Abro, em uns tantos graus a mais, a janela com vidros pintados de preto fosco e recebo o bafo matutino do sol à cara - não existem cortinas no local em que trabalho.
Sei da degeneração e do câncer galopando em seus fótons, contudo nessa manhã de ares ligeiramente frios, sua radiação me chega boa e reconfortante. Prazenteira, como tudo que nos é nocivo. E me deixo um tempo assim, face iluminada.
O trabalho parado enquanto isso. Não há problema. Tenho um ofício inútil, vão, estéril.
Não sou médico, embora igualmente lide com doentes; infectados pela ignorância - um retrovírus mutante ou uma superbactéria, creio eu.

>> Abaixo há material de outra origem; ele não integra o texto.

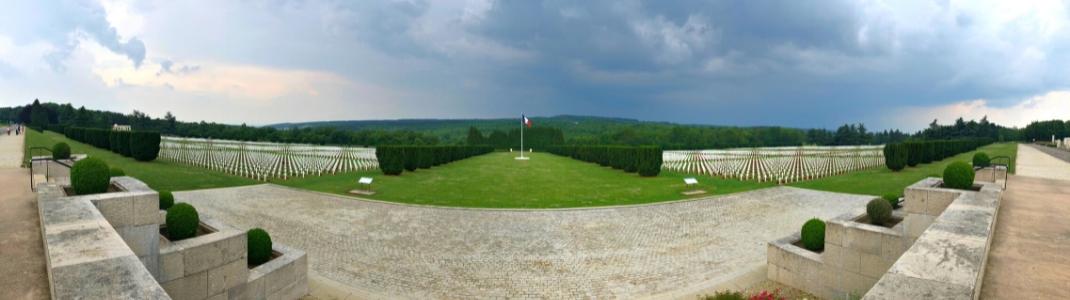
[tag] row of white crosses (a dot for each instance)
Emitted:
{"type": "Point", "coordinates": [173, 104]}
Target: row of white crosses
{"type": "Point", "coordinates": [781, 164]}
{"type": "Point", "coordinates": [264, 161]}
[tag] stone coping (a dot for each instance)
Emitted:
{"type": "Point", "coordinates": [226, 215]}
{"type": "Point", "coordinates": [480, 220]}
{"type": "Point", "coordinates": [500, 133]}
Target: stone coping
{"type": "Point", "coordinates": [87, 258]}
{"type": "Point", "coordinates": [947, 260]}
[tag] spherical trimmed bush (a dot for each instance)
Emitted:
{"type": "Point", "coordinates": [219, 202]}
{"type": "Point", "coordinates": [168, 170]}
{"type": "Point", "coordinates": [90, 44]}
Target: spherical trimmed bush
{"type": "Point", "coordinates": [981, 160]}
{"type": "Point", "coordinates": [182, 222]}
{"type": "Point", "coordinates": [959, 175]}
{"type": "Point", "coordinates": [813, 235]}
{"type": "Point", "coordinates": [90, 176]}
{"type": "Point", "coordinates": [892, 200]}
{"type": "Point", "coordinates": [166, 199]}
{"type": "Point", "coordinates": [879, 211]}
{"type": "Point", "coordinates": [61, 151]}
{"type": "Point", "coordinates": [259, 246]}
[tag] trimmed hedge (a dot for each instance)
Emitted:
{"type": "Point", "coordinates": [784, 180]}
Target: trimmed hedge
{"type": "Point", "coordinates": [959, 175]}
{"type": "Point", "coordinates": [182, 222]}
{"type": "Point", "coordinates": [258, 245]}
{"type": "Point", "coordinates": [166, 199]}
{"type": "Point", "coordinates": [144, 146]}
{"type": "Point", "coordinates": [895, 156]}
{"type": "Point", "coordinates": [90, 176]}
{"type": "Point", "coordinates": [394, 160]}
{"type": "Point", "coordinates": [879, 211]}
{"type": "Point", "coordinates": [928, 151]}
{"type": "Point", "coordinates": [813, 235]}
{"type": "Point", "coordinates": [61, 151]}
{"type": "Point", "coordinates": [644, 160]}
{"type": "Point", "coordinates": [140, 145]}
{"type": "Point", "coordinates": [121, 143]}
{"type": "Point", "coordinates": [117, 171]}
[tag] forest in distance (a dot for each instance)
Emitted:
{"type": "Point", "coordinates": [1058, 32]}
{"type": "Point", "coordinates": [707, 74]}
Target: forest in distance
{"type": "Point", "coordinates": [504, 133]}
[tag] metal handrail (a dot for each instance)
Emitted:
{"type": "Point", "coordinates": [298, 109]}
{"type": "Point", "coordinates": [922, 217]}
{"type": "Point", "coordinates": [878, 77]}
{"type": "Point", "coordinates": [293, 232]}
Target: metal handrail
{"type": "Point", "coordinates": [46, 160]}
{"type": "Point", "coordinates": [1005, 164]}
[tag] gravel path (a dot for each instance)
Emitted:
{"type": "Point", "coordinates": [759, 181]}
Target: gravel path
{"type": "Point", "coordinates": [400, 251]}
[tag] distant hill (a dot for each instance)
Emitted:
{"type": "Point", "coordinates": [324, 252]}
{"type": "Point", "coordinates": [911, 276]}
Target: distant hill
{"type": "Point", "coordinates": [456, 130]}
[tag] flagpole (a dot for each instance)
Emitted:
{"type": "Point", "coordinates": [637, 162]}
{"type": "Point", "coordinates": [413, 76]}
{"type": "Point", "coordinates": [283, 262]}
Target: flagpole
{"type": "Point", "coordinates": [522, 124]}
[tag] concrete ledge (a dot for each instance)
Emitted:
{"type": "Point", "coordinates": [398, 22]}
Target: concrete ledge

Doentes que se afeiçoaram à sua moléstia, moléstia que já se converteu em seus meios de vida. Lido com doentes que não querem ser saneados.
Resolvo ainda ficar assim uns minutos mais, de costas para as pessoas, o sol matando alguns ácaros em minha pele, e a olhar a touceira de alamandas repleta de amarelos.
Meu ócio não prejudicará nem será de falta a ninguém; nada do que deveria ser feito nesses minutos deixará de sê-lo.
Meu trabalho é mesmo improdutivo, não se presta nem a placebo.